From NASA’s Tips for Celebrating National Aviation Day:
“Ever since 1939, August 19 has been celebrated as National Aviation Day, the legacy of a presidential proclamation first made by Franklin D. Roosevelt.
“Selected because it was Orville Wright’s birthday, the decision to revel in all things aeronautical came at an exciting time in aviation history.
"Just 36 years after the Wright Brothers flew the first heavier-than-air flying machine in 1903, aviation was a growing – if not thriving – industry in the United States and around the world.
“New world speed and distance records were being set, airlines that still exist today were being formed and, as World War II began, both Allied and Axis Powers sought new ways to beef up aviation’s role in warfare.
“By 1939, the National Advisory Committee for Aeronautics (N.A.C.A.) – NASA’s organizational predecessor – was 24 years old and already well established with the nation’s premiere aviation research laboratory in Virginia, and a brand new center just approved to be built in California.

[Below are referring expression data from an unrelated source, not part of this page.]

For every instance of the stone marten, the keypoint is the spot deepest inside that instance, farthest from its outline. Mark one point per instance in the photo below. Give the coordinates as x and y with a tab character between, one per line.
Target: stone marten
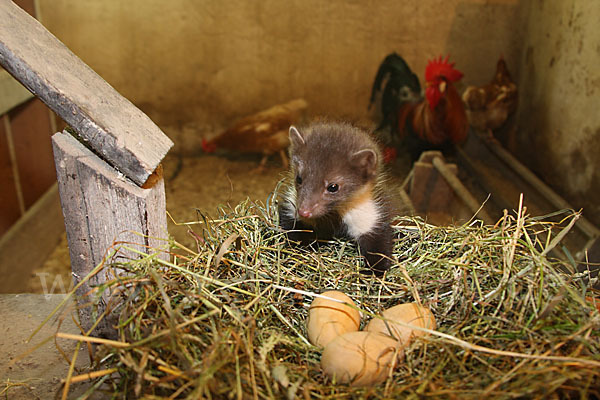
336	189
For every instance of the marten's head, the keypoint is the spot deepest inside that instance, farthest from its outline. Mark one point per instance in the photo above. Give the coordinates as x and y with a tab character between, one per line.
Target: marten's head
334	165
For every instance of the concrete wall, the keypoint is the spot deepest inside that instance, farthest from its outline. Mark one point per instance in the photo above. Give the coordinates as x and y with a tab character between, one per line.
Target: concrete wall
186	61
559	115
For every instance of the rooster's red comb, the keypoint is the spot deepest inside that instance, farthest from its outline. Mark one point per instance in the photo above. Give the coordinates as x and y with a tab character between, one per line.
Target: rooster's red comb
441	67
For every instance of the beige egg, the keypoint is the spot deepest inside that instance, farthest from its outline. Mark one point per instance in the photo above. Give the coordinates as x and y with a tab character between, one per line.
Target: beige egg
360	358
327	319
410	313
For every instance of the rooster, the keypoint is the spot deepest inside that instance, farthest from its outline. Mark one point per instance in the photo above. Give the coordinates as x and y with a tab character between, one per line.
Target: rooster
489	106
436	121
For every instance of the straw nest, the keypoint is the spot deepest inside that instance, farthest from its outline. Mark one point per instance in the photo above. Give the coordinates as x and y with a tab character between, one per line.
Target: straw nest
228	318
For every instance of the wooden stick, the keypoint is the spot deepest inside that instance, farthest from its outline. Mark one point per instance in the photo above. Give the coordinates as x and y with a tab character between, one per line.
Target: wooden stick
584	225
461	191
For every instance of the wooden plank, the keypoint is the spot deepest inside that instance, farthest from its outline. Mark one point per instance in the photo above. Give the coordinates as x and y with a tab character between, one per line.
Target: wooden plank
28	243
429	192
554	198
117	130
12	93
101	207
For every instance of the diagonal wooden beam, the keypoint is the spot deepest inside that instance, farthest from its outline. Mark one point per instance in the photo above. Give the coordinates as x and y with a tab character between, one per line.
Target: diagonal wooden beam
116	130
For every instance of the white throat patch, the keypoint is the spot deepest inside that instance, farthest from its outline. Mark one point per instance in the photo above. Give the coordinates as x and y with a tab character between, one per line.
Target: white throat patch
362	218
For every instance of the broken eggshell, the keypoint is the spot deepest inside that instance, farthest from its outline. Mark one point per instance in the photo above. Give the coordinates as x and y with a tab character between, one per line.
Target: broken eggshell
328	319
360	358
410	313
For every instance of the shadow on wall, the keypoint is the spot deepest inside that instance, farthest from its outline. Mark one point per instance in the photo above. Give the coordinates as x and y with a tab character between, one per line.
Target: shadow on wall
500	29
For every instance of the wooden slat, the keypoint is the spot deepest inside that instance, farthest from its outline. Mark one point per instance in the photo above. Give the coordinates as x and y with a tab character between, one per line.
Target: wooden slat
101	207
27	244
117	130
12	93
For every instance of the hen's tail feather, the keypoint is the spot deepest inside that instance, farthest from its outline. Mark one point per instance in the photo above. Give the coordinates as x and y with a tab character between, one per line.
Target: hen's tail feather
398	71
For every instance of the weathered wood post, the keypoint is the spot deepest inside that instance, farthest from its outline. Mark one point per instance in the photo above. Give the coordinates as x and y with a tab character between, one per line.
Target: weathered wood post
100	183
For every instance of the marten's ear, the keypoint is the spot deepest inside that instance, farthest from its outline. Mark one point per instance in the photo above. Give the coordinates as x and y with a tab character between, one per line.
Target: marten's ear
295	137
366	160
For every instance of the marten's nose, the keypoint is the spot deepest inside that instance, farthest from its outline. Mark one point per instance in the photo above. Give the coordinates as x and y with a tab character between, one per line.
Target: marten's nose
305	213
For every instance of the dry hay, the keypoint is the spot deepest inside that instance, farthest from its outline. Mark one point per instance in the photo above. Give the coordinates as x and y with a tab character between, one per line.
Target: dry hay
227	320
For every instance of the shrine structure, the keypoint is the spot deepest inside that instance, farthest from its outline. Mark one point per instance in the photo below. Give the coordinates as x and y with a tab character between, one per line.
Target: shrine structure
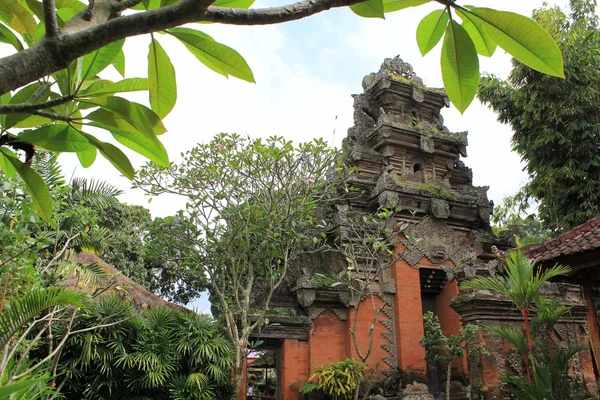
405	156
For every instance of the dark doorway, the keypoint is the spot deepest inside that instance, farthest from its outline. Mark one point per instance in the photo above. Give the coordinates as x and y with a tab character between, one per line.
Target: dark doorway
432	283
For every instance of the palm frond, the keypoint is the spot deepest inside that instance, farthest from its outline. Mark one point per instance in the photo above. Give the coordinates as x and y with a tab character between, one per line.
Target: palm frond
88	274
96	241
515	336
22	309
97	193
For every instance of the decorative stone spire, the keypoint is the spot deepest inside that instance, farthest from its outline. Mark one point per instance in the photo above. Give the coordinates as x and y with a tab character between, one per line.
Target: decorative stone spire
400	142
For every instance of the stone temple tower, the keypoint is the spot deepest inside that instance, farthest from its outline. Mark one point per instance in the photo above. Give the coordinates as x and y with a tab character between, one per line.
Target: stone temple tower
406	158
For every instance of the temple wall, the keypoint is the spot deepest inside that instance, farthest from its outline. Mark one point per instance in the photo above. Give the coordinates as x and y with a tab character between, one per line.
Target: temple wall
408	317
365	319
449	319
294	366
328	339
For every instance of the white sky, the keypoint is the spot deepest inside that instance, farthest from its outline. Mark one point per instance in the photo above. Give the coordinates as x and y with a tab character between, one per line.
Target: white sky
305	73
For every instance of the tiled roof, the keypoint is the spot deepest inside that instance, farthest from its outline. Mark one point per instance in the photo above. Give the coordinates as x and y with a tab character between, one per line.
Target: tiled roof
581	238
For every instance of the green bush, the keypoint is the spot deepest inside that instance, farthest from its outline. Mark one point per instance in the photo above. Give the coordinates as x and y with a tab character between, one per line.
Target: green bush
160	354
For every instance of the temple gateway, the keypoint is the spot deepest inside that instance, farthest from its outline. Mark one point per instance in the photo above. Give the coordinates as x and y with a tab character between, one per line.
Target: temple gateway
404	155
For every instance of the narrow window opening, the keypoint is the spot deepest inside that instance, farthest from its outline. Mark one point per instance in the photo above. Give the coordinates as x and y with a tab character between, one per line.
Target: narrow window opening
414	118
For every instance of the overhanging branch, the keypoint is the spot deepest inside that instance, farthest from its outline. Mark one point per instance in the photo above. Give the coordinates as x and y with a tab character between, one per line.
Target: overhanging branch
52	54
272	15
28	107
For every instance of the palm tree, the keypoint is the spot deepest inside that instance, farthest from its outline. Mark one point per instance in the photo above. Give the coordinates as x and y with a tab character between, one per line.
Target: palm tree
520	285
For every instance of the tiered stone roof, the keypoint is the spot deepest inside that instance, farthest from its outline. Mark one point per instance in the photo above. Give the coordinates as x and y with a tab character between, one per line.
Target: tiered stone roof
579	239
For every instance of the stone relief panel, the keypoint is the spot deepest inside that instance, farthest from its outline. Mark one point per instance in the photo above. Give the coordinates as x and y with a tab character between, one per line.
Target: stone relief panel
436	241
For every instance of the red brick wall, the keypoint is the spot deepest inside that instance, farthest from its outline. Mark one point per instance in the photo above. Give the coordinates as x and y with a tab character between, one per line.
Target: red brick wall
409	317
365	319
294	366
328	340
449	319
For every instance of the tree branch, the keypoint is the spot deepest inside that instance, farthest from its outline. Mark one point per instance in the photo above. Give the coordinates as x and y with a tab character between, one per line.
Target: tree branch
29	108
49	11
126	4
272	15
52	54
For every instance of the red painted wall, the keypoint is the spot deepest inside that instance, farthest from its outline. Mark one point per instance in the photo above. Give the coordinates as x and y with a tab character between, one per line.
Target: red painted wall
294	366
328	340
409	317
365	319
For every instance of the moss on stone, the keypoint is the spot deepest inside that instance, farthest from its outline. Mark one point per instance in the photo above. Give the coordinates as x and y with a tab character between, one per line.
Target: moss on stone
430	188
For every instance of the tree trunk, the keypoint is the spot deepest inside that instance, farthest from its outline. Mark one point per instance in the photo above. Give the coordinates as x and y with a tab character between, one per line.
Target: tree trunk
238	372
448	373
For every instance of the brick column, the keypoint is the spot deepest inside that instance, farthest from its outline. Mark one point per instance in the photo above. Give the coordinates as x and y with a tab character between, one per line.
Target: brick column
294	366
409	317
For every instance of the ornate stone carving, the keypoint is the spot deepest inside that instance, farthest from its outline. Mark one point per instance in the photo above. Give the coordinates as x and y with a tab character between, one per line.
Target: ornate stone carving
427	144
431	236
305	297
440	208
390	336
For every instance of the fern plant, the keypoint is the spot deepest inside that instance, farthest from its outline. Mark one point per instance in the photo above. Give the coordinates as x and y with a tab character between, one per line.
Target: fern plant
158	354
339	380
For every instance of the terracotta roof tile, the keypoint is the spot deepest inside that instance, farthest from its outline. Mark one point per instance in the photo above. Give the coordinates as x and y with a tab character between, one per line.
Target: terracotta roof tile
581	238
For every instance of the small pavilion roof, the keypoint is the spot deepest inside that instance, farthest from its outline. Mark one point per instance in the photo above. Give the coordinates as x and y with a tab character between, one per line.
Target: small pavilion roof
582	238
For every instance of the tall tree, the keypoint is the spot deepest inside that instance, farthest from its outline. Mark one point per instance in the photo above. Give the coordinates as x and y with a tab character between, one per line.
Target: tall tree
556	122
136	252
62	46
250	213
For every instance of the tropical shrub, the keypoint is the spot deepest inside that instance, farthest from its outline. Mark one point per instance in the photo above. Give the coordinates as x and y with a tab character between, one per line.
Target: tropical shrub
338	380
545	362
161	353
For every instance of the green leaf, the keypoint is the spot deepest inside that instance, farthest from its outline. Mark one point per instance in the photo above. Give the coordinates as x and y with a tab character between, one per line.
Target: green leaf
151	4
6	36
91	64
119	63
58	138
16	16
522	38
35	185
233	3
112	153
74	4
431	29
104	87
65	15
216	56
369	9
21	385
142	142
36	8
396	5
5	165
139	116
87	158
460	66
482	41
161	76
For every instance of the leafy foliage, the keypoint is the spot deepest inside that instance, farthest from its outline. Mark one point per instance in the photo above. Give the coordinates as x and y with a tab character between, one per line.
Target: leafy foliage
250	213
556	122
510	220
160	354
442	348
55	112
547	364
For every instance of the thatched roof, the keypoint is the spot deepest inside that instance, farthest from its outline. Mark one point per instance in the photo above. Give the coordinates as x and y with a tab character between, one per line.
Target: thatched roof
120	284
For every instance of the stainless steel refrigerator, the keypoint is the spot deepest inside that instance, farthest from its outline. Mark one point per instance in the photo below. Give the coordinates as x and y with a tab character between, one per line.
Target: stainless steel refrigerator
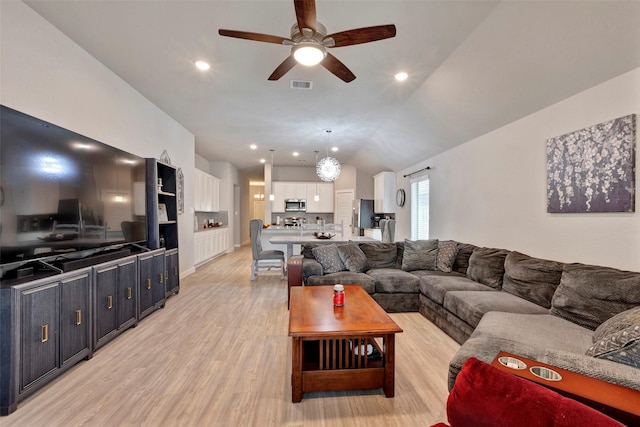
362	214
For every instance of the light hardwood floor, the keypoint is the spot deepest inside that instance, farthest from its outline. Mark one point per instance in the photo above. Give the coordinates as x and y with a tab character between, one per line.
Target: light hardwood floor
218	354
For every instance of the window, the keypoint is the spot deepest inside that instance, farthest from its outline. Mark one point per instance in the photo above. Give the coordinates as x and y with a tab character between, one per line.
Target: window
420	209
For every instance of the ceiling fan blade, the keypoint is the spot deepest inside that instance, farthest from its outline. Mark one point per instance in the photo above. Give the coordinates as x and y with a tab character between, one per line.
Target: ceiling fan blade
306	14
253	36
332	64
283	68
362	35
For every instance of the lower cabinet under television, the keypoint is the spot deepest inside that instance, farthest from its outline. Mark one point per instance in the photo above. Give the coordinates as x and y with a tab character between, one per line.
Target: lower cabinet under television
49	324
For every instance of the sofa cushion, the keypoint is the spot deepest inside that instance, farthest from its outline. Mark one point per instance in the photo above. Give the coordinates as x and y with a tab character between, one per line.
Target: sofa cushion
531	278
436	287
588	294
328	256
486	266
393	281
345	278
353	258
447	252
462	258
380	255
484	396
420	255
617	323
470	306
621	346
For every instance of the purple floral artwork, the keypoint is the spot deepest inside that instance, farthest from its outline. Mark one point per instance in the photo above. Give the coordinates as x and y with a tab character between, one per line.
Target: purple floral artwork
593	169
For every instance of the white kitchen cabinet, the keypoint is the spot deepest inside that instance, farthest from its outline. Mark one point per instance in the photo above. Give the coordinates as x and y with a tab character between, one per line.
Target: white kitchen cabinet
374	233
384	188
279	196
326	195
210	243
207	192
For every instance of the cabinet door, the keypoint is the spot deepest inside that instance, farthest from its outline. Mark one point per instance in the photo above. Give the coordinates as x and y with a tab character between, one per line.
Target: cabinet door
172	273
74	316
278	190
158	274
106	300
145	283
215	194
127	291
40	308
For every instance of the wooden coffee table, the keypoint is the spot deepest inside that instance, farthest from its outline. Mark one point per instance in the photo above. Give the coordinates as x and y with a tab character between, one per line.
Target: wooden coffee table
325	352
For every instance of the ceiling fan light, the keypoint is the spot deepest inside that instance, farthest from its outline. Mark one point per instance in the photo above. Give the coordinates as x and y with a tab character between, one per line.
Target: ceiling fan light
309	53
328	169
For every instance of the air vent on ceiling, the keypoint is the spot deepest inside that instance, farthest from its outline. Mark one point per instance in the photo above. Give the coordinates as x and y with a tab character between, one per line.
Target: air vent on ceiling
300	84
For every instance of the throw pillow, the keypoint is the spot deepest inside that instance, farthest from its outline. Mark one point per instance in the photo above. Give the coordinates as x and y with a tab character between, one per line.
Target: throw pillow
447	252
462	259
531	278
589	294
380	255
484	396
329	258
353	258
420	255
486	266
622	346
617	323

“Fundamental problems with flight were being solved on the drawing boards and in the wind tunnels of the N.A.C.A., enabling aircraft to fly faster, higher, farther and with more and more cargo and passengers.
“Today, with the N.A.C.A.’s research heritage still alive and well at NASA, it can be said that every U.S. aircraft and air traffic control tower in operation today uses some kind of NASA-developed technology.”